As time goes by, more files will be made and more storage will be needed. When we need more storage what do we do? Typically we buy it on a platform like Google Drive or Dropbox. They seem pretty secure, and the pricing isn’t too bad. That being said, it does seem quite dangerous to store files our files on a centralized network, and since they’re a borderline monopoly, is what we’re paying really what the storage is worth?
Is there an alternative?
Introducing Filecoin: a decentralized storage solution that aims to “store humanity’s most important information.”
Decentralized storage solutions share storage responsibilities across many independent operators which together form a single storage network.
For a simile, look at a company like Airbnb. You had millions of people around the world with rooms that weren’t being used. Airbnb made a marketplace for it, and look at the impact that has had on the world.
This is what Filecoin is doing. It’s a marketplace for storage. There are a lot of people out there with excess storage space that can be used. Filecoin is connecting people looking for storage, to those with storage. It’s like a decentralized alternative to Google Drive and Dropbox.
What makes Filecoin better than its alternatives?
The hyper-competitive market means the prices for storage are fairer compared to those offered by centralized alternatives.
What does ‘centralized’ mean? One point. A centralized point means there’s a clear, single point of attack. So a decentralized alternative is more secure and less likely to be taken down or hacked.
If Google or Dropbox wanted to make more room for storage, they would have to spend lots of money on space and machinery. Whereas, with something like Filecoin, all the storage in the world that isn’t being used can now be put to use, instead of making a new storage.
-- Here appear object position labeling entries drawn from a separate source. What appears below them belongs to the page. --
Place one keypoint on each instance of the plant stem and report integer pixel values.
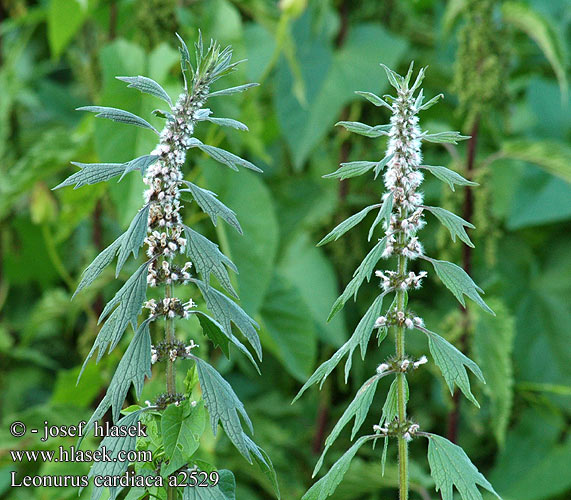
(401, 387)
(468, 215)
(171, 374)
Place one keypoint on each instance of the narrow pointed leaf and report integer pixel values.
(347, 224)
(454, 223)
(448, 176)
(146, 85)
(120, 116)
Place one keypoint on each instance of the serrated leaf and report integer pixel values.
(365, 270)
(225, 157)
(181, 429)
(327, 485)
(130, 296)
(453, 364)
(120, 116)
(233, 90)
(384, 213)
(454, 223)
(208, 259)
(134, 366)
(114, 446)
(450, 137)
(360, 337)
(493, 343)
(552, 156)
(92, 173)
(358, 409)
(223, 406)
(375, 99)
(263, 461)
(146, 85)
(133, 238)
(99, 263)
(459, 283)
(538, 27)
(448, 176)
(141, 163)
(363, 129)
(227, 122)
(450, 466)
(224, 490)
(226, 312)
(216, 333)
(209, 204)
(347, 224)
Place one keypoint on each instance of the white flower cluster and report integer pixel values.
(402, 178)
(391, 280)
(399, 318)
(169, 307)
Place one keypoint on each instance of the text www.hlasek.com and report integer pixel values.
(73, 455)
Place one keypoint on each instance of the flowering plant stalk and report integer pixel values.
(401, 212)
(176, 255)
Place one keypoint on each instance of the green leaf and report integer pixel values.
(366, 130)
(233, 90)
(448, 176)
(224, 157)
(223, 406)
(375, 99)
(208, 259)
(538, 28)
(226, 312)
(60, 33)
(365, 270)
(450, 466)
(347, 224)
(130, 296)
(209, 204)
(181, 427)
(133, 238)
(146, 85)
(286, 320)
(119, 115)
(552, 156)
(351, 169)
(114, 446)
(327, 485)
(92, 173)
(224, 490)
(227, 122)
(459, 283)
(493, 343)
(384, 214)
(358, 409)
(214, 330)
(263, 461)
(444, 137)
(360, 337)
(99, 263)
(453, 364)
(454, 223)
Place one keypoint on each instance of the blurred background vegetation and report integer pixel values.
(503, 69)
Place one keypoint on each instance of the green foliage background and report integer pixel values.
(57, 55)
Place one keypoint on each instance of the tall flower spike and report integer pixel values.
(175, 255)
(402, 212)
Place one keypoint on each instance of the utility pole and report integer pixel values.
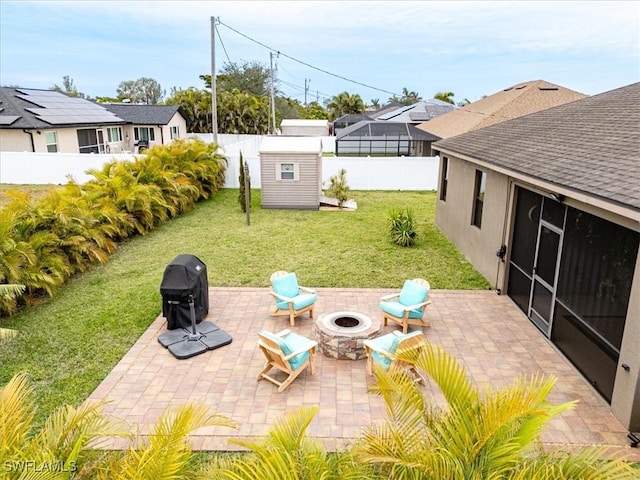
(273, 95)
(214, 103)
(306, 89)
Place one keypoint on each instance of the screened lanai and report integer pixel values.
(383, 139)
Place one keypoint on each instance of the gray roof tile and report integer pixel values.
(590, 145)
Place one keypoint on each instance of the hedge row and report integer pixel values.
(45, 242)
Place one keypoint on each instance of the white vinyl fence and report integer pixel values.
(363, 173)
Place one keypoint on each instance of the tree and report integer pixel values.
(445, 97)
(68, 88)
(251, 77)
(345, 103)
(196, 105)
(315, 111)
(144, 90)
(242, 113)
(407, 98)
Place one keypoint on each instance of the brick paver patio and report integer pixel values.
(485, 331)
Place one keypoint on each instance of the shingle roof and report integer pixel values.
(143, 114)
(513, 102)
(591, 145)
(25, 108)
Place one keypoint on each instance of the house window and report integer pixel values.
(144, 133)
(444, 179)
(478, 198)
(287, 171)
(52, 141)
(114, 134)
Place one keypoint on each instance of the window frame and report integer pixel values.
(295, 172)
(137, 134)
(174, 131)
(52, 147)
(110, 137)
(479, 190)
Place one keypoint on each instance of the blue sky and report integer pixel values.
(469, 48)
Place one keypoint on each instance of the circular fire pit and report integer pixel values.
(340, 334)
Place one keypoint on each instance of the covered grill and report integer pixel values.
(184, 277)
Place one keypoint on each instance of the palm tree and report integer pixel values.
(489, 435)
(445, 97)
(345, 103)
(287, 454)
(63, 442)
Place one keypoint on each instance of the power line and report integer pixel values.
(305, 63)
(221, 42)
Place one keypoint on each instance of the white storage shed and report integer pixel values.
(291, 172)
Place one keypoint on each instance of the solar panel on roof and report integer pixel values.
(8, 119)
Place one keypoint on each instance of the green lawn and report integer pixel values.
(68, 344)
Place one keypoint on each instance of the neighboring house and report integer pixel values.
(375, 138)
(147, 125)
(418, 112)
(510, 103)
(347, 120)
(297, 126)
(48, 121)
(548, 206)
(291, 172)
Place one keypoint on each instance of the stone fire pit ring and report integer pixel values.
(341, 334)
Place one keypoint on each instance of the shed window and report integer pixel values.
(287, 171)
(478, 198)
(52, 141)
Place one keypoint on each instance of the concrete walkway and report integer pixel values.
(485, 331)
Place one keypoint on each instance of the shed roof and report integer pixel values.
(299, 122)
(512, 102)
(591, 145)
(290, 144)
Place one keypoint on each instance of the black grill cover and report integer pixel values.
(186, 275)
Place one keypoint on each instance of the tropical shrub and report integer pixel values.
(494, 434)
(402, 227)
(43, 243)
(287, 454)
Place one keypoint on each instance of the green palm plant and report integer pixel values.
(167, 453)
(402, 227)
(287, 454)
(60, 446)
(11, 291)
(494, 434)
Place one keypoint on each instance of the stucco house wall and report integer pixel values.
(591, 308)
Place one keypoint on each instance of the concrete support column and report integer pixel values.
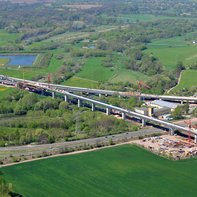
(66, 98)
(53, 95)
(93, 107)
(123, 116)
(79, 103)
(171, 131)
(195, 139)
(143, 122)
(108, 110)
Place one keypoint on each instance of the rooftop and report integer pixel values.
(164, 104)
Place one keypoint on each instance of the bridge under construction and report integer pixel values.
(67, 92)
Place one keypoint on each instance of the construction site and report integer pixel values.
(172, 147)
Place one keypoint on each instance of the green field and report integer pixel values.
(81, 82)
(94, 70)
(8, 38)
(119, 171)
(3, 61)
(171, 50)
(188, 80)
(4, 91)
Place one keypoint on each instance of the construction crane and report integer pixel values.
(141, 85)
(190, 126)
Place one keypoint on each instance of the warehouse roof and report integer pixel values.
(162, 103)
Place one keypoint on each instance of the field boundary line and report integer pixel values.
(65, 154)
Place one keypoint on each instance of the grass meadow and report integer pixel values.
(188, 80)
(171, 50)
(125, 170)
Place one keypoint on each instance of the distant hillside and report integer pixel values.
(28, 1)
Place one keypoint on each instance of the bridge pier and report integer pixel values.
(108, 111)
(93, 107)
(195, 139)
(171, 131)
(79, 103)
(66, 98)
(123, 116)
(143, 123)
(53, 95)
This makes it very resourceful.
Now worst of all, as centralized entities, companies like Google and DropBox withhold the right to delete, withhold or share your files. Imagine you have a file with secret information, and the company shares it without your permission. This links to the greater issue of centralization and censorship but we can get into that another time. Filecoin on the other hand is censorship resistant, meaning you’ll never be in a position where your files are held without your consent, or you’re unable to access them.
How does it work?
Users browse for storage types and locations. Then, miners bid for the storage contract. Clients select the winning miners and then the data is sent, encrypted, segmented, and stored through the miner.
What does FIL do?
First, let’s list the use cases of the FIL token. The FIL token is used by clients to pay for storage on the network.
It is also used to reward miners for executing tasks such as storing data, securing the network, and paying transaction fees.
You don’t have to be a Filecoin user to take part in the ecosystem. Holding the token will help provide liquidity to the network, and anyone can do so.
How is Filecoin secured?
In the Filecoin network, nodes, also called retrieval miners, compete to serve clients with data as quickly as they can. They are then rewarded with FIL as rewards (like BTC on Bitcoin), which encourages people to become miners and secure the network.
These nodes are in constant competition for contracts to provide storage to clients. The two factors that go into it are the amount of storage needed, and how long storage is needed. When a miner and client agree on a deal, the storage miner holds the client’s data in a sector and “seals” it to create a unique copy of that sector’s data. Storage miners are rewarded with FIL by clients as deal fees, and miners can also mine blocks and receive block rewards.